Imaginative and cunning flight
Af : Kari Sønsthagen
Anne
Pedersen (1969) was still training as a graphic designer when the collage
received a visit from the publisher Ejnar Agertoft. He suggested to the
students that they should make a picture book with its entire action taking
place underground. For Anne Pedersen it was a case of no sooner said than done.
The result was Hr. Flugt går under jorden (1995) (Mr. Flight Goes
Underground). Even before this book with the imaginative story was finished it
was sold to the USA, Germany, Norway and the Faroe Island. And several other
countries are considering it. It is quite unheard of in the world of Danish
children’s books that an unknown young author should be the object of so much
interest around the world.
For her picture pages Anne Pedersen has
made use of both coloured crayons, Indian ink and acrylic in order to achieve
as varied an expression as possible and to produce structure in her pictures.

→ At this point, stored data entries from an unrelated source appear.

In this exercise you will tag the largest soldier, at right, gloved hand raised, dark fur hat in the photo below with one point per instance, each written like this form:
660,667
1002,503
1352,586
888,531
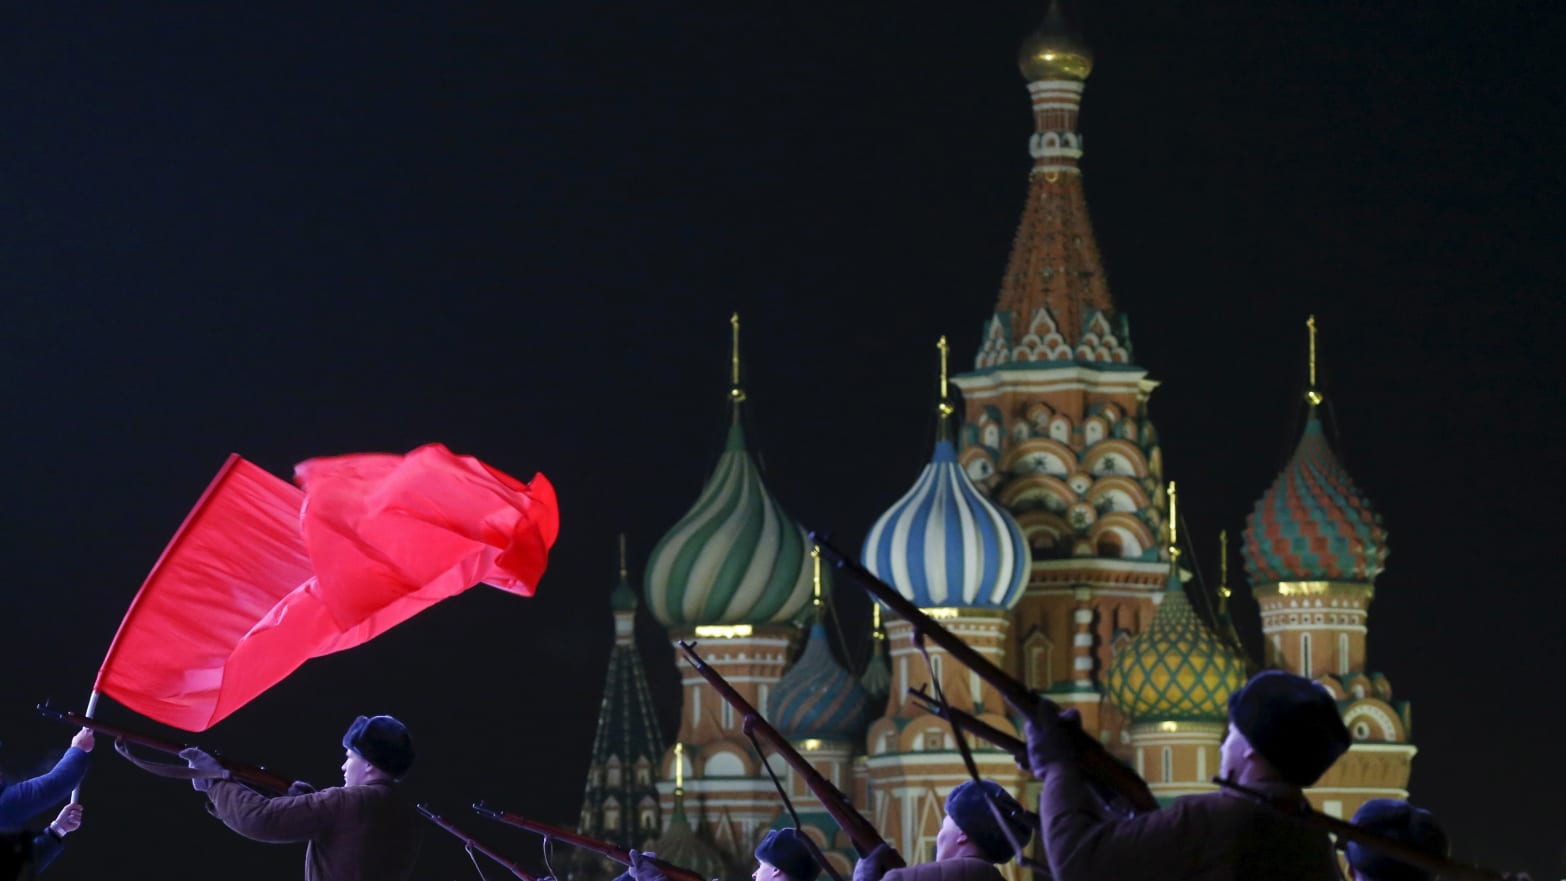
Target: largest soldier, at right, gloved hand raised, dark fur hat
1285,733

She has succeeded in devising a completely new pictorial means of expression
and is unlike any other Danish illustrator.
Mr. Flight is a rather unfortunate man.
First he tries to rob the National Bank. He fails and is immediately put in
prison. He is terribly bored and begins to concoct some secret plan for escape.

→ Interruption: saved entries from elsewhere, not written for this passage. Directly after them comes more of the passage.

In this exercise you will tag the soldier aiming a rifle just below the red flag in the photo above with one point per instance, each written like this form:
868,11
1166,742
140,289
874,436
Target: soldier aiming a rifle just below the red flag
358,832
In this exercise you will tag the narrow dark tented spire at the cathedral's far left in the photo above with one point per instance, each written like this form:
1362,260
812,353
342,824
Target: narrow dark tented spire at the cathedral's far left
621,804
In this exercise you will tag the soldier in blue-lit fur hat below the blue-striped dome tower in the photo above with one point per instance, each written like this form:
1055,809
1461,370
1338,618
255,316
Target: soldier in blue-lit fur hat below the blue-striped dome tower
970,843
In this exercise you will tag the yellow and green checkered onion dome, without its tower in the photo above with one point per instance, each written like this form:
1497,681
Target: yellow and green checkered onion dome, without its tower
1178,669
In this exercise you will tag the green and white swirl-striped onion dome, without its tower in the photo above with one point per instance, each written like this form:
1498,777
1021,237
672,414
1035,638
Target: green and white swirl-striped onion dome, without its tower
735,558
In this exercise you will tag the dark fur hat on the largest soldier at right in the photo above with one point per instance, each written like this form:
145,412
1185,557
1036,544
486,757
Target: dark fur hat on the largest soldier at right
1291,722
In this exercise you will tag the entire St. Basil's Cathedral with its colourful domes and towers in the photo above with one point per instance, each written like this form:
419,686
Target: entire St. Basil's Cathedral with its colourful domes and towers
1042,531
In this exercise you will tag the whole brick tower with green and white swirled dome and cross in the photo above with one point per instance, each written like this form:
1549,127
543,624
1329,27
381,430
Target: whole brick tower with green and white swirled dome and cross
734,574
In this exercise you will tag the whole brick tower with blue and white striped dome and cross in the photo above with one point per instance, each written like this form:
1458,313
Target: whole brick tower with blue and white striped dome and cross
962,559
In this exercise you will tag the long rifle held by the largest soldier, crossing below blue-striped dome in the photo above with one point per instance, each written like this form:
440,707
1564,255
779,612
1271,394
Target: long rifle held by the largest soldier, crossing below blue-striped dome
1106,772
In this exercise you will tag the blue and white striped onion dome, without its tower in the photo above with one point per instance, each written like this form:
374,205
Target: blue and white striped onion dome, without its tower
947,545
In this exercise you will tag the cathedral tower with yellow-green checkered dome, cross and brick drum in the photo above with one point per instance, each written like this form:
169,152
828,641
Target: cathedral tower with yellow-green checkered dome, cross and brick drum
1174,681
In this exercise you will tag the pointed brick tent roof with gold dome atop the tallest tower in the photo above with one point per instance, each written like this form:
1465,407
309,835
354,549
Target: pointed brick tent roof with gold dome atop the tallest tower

One night Mr. Flight takes his spoon and begins to dig. But things don’t go all
that easily. For he comes across every conceivable kind of person down in the
ground, as well, of course, as moles and mice. First he meets a 3,500-year-old
cave dweller busy painting on the walls. He says that time simply flies when
you are inspired. The next is the driver of a tunnelling machine, who –
understandably – has problems with his machine. He only expects to reach the
surface in two month, and that is far too long for Mr. Flight to wait, so he
continues his lonely digging. One road he follows takes him straight to hell.
Satan himself receives him dressed in state-of-the-art cycling shorts and a
polo-necked clerical shirt. In his confusion Mr. Flight happens to say: “Oh,
God,” a sure way of being thrown out of that establishment. Fashioned like
Viking Age ornaments, the minor demons watch with looks that are part sly, part
worried.
After this scare, Flight bumps into a
working “colleague”. His escapade has been as miserable a failure as Flight’s.
And hey presto, there they both are finally back in a new prison cell. This
time Mr. Flight is so delighted with his cell that he intends to prevent any
possible plans for flight on the part of his new friend.
So what can we learn from all this?
In answer to this direct question, Anne
Pedersen replies that the moral of the story is that justice is always done,
and that you cannot escape from your actions. But the story is not laboured or
particularly moral – it is crafty, amusing and thought - provoking.